Chicago Public Schools prepare to welcome students back to school this week, despite the closing of 50 schools and layoffs of 1,500 teachers in response to a projected $1 billion deficit forecast for 2014.
AP Photo/M. Spencer Green, File
Three months after Chicago Public Schools' controversial decision to close 50 schools, the new term will begin with sharp cutbacks in staff and more children squeezed into fewer classrooms as the nation's third-largest school system makes due with fewer buildings.

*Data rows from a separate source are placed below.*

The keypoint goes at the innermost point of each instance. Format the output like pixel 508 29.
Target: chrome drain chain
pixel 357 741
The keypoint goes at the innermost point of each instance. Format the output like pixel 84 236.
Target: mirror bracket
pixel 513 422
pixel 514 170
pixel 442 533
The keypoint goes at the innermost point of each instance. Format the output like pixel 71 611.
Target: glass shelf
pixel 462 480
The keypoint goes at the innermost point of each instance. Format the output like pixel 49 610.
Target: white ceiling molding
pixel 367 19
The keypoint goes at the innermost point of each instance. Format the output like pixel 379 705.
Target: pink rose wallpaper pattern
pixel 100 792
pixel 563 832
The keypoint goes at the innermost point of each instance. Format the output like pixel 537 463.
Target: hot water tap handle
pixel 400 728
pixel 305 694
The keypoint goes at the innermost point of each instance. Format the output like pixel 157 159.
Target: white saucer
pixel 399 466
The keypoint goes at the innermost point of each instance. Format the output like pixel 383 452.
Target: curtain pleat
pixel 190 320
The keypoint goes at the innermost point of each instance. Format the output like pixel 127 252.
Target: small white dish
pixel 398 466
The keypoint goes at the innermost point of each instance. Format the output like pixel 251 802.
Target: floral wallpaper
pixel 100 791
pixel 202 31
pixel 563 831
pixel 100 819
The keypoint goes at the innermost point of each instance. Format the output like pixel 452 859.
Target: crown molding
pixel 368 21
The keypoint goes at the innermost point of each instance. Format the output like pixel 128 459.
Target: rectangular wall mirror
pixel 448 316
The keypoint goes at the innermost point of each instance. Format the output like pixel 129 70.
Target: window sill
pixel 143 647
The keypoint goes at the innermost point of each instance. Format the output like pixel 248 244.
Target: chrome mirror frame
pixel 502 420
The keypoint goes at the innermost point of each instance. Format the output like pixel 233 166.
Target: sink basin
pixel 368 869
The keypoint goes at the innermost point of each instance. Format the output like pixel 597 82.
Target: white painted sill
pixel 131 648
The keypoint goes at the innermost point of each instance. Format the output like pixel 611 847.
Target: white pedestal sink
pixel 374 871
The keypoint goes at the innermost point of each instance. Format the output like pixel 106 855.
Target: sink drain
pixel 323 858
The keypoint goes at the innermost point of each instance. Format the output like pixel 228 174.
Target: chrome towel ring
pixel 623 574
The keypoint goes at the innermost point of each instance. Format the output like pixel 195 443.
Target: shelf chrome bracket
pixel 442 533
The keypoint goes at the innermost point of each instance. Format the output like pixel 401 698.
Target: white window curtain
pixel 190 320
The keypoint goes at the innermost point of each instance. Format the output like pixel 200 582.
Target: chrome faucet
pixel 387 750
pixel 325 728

More than 30,000 children on Monday will be directly or indirectly affected by the public school closures - either because they have to go to a new school, or because their school is absorbing students from a shuttered building. The school system will also be coping with 1,581 fewer teachers.
Chicago Public Schools officials have said the cuts to staff and the largest mass school closings in the nation were necessary to help stem a mounting deficit forecast at a record $1 billion in 2014.
The closings have affected mainly Hispanic and African-American neighborhoods. Parents and union leaders have protested, saying more children will have to cross gang territorial lines, leaving them potentially exposed to violence in a city that recorded 506 homicides in 2012.
Chicago Public Schools have hired 1,200 "safe passage" workers to staff school routes to make sure children arrive safely. This summer, there have been two homicides along those safe-school routes.